# Elastomeric for outdoor concrete balconies



## Masterpiece (Feb 26, 2008)

Hey guys, I'm trying to research what product(s) would be good to 'waterproof' or at least help protect a few upstairs exterior balcony patios (2nd floor) at some condos for a friend that runs them.

They're broomed concrete, about 8 years old and aside from settling crack damage (spider web cracks on each patio of varying size up to about 1/16" diameter), in decent shape. I'm going to try to confirm tomorrow if they were sealed but I'm almost positive at this point that they weren't.

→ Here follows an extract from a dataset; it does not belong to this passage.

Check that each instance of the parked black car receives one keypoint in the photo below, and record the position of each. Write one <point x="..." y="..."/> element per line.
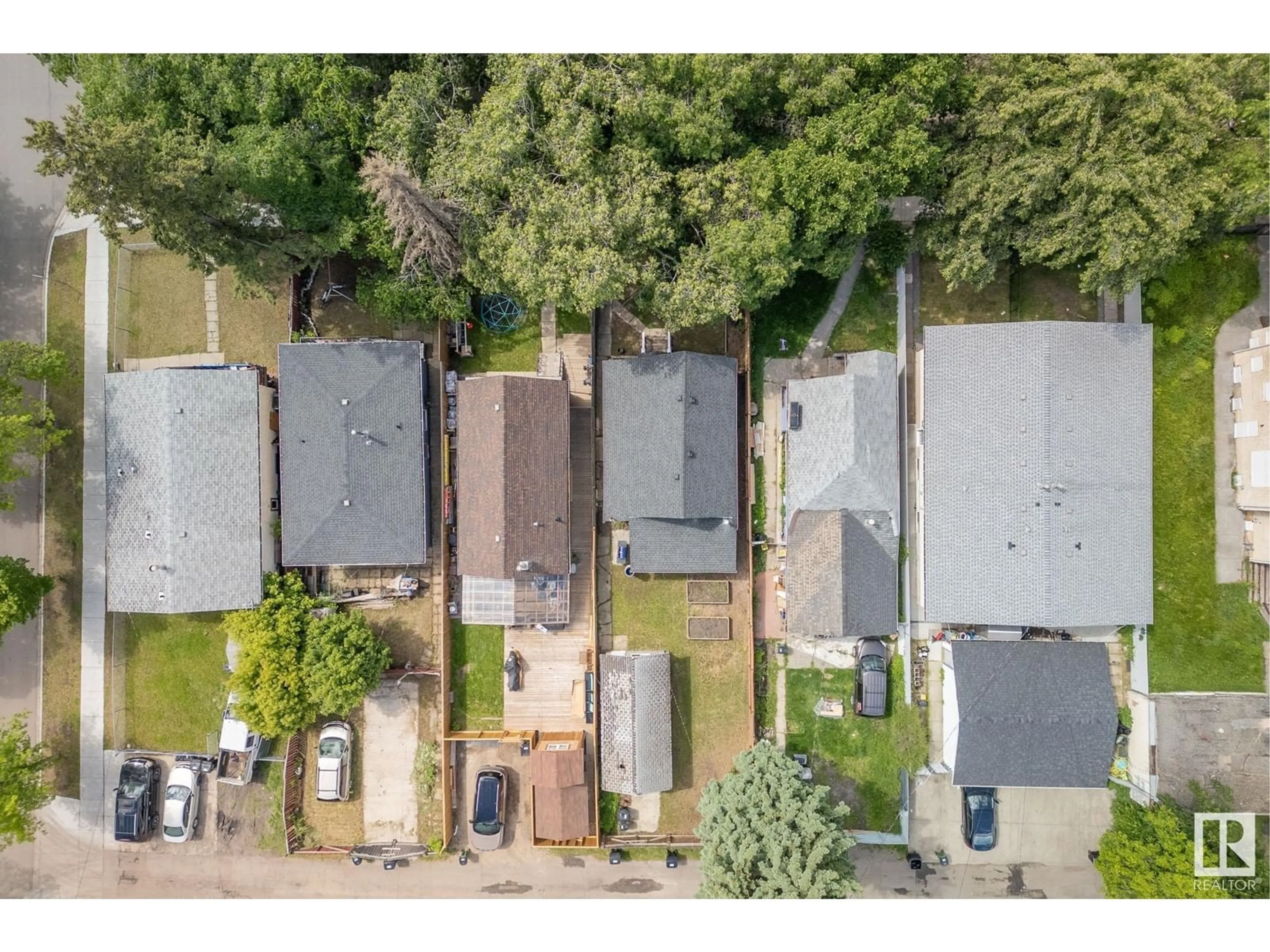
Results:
<point x="870" y="695"/>
<point x="980" y="818"/>
<point x="136" y="800"/>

SW has a caulk called Drylock that they recommend for large concrete cracks and while googling, SW also has a product called Sher-Crete that's a 'flexible concrete waterproofer'.
The local manager was going to check w/his rep to see what they would recommend but I'm just curious if any around here have used something similar in the past.

Jeremy


----------



## NEPS.US (Feb 6, 2008)

Sounds good - Ask your rep about a concrete and paver sealer from H&C. Cheap $15ish per gallon.


----------



## Masterpiece (Feb 26, 2008)

Thanks NEPS, I'll do that:thumbsup:


----------



## SWGuy (Jun 26, 2009)

Shercrete is a great product. It will bridge hairline cracks and give you a waterproof surface Currently, the product is only available in a textured formula, but soon it will be available in a smooth. The textured is great because it gives you a nonslip surface. I have used this product on pool decks and patios, and have had great results.


----------



## claystoke (Sep 24, 2010)

The smooth formula is available now and the colors can be made in white or deep bases. The Shercrete system is also meant to be used in conjunction with a clear Shercrete sealer topcoat which is available in Low Luster and Gloss.


----------



## saveonpainting (Mar 17, 2010)

Elastomeric is good

make sure to remove filter from spray and to add water!

Save on Painting Co. Vancouver BC Painting Company


----------



## TJ Paint (Jun 18, 2009)

saveonpainting said:


> Elastomeric is good
> 
> make sure to remove filter from spray and to add water!
> 
> Save on Painting Co. Vancouver BC Painting Company


thanks for the thousands of tips you've generously given us in the past 6 hours.


----------